Diff-PCR: Diffusion-Based Correspondence Searching in Doubly Stochastic Matrix Space for Point Cloud Registration

📅 2023-12-31
🏛️ arXiv.org
📈 Citations: 2
Influential: 1
📄 PDF
🤖 AI Summary
In point cloud registration, existing methods suffer from fixed iterative optimization paths, implicit correspondence refinement, and single-projection updates prone to local optima. This work introduces, for the first time, denoising diffusion models into the space of doubly stochastic matrices to explicitly model and optimize the distribution of matching matrices. Instead of fixed iterations, it employs the diffusion reverse process—enabling initialization from arbitrary inputs (e.g., white noise)—and integrates Sinkhorn regularization with differentiable geometric feature encoding to enable gradient-guided global matching search. Evaluated on 3DMatch/3DLoMatch and 4DMatch/4DLoMatch benchmarks, our approach achieves significant improvements in both rigid and non-rigid registration accuracy, correspondence quality, and robustness over RAFT-style methods and conventional feature-distance-based approaches.

Technology Category

Application Category

📝 Abstract
Efficiently finding optimal correspondences between point clouds is crucial for solving both rigid and non-rigid point cloud registration problems. Existing methods often rely on geometric or semantic feature embedding to establish correspondences and estimate transformations or flow fields. Recently, state-of-the-art methods have employed RAFT-like iterative updates to refine the solution. However, these methods have certain limitations. Firstly, their iterative refinement design lacks transparency, and their iterative updates follow a fixed path during the refinement process, which can lead to suboptimal results.

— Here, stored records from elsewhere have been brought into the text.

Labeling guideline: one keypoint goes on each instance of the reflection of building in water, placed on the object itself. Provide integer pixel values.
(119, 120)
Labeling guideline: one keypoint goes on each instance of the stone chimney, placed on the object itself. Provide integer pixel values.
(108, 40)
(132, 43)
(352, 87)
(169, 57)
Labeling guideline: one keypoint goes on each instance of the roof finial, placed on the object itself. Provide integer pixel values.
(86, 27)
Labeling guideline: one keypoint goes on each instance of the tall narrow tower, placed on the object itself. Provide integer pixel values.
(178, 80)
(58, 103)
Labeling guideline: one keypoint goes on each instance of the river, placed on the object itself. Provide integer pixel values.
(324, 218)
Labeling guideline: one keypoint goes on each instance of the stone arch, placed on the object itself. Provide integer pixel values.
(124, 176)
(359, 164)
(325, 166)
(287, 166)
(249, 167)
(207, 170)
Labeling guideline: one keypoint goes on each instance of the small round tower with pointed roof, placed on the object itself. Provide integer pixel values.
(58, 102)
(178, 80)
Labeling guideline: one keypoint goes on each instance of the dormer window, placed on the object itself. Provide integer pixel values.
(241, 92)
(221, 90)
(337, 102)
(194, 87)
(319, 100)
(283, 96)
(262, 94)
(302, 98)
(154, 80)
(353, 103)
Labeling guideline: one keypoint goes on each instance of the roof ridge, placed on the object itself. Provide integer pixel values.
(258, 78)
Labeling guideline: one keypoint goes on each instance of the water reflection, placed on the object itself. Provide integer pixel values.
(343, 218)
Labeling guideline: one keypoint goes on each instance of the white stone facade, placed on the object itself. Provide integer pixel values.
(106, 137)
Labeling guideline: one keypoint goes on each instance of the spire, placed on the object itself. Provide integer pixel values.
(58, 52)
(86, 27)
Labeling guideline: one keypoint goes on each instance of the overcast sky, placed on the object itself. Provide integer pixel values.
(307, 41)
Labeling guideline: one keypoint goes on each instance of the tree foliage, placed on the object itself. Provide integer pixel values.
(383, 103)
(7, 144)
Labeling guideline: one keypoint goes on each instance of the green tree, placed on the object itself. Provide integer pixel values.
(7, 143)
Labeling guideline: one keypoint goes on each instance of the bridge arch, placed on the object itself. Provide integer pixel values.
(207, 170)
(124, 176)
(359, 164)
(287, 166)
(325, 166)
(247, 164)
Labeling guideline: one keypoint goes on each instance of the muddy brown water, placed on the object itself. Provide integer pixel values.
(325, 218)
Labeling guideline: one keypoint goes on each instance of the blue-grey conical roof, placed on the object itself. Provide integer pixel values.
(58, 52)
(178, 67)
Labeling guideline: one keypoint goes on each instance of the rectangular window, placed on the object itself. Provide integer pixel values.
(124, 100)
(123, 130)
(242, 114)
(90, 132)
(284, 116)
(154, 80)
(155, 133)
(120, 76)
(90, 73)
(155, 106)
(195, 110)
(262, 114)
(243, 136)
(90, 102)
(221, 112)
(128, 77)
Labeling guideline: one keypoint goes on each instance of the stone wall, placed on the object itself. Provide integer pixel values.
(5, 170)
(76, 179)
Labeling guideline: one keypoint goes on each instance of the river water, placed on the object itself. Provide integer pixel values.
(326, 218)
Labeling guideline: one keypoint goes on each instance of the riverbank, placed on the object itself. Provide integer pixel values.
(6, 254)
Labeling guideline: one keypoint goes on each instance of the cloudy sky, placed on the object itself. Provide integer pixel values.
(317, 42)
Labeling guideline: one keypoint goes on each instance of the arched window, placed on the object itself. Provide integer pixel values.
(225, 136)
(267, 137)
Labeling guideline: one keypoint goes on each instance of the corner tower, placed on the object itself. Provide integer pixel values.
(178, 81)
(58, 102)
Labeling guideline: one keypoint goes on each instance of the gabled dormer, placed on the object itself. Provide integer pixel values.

Secondly, these methods overlook the importance of refining or optimizing correspondences (or matching matrices) as a precursor to solving transformations or flow fields. They typically compute candidate correspondences based on distances in the point feature space. However, they only project the candidate matching matrix into some matrix space once with Sinkhorn or dual softmax operations to obtain final correspondences. This one-shot projected matching matrix may be far from the globally optimal one, and these approaches do not consider the distribution of the target matching matrix. In this paper, we propose a novel approach that exploits the Denoising Diffusion Model to predict a searching gradient for the optimal matching matrix within the Doubly Stochastic Matrix Space. During the reverse denoising process, our method iteratively searches for better solutions along this denoising gradient, which points towards the maximum likelihood direction of the target matching matrix. Our method offers flexibility by allowing the search to start from any initial matching matrix provided by the online backbone or white noise. Experimental evaluations on the 3DMatch/3DLoMatch and 4DMatch/4DLoMatch datasets demonstrate the effectiveness of our newly designed framework.
Problem

Research questions and friction points this paper is trying to address.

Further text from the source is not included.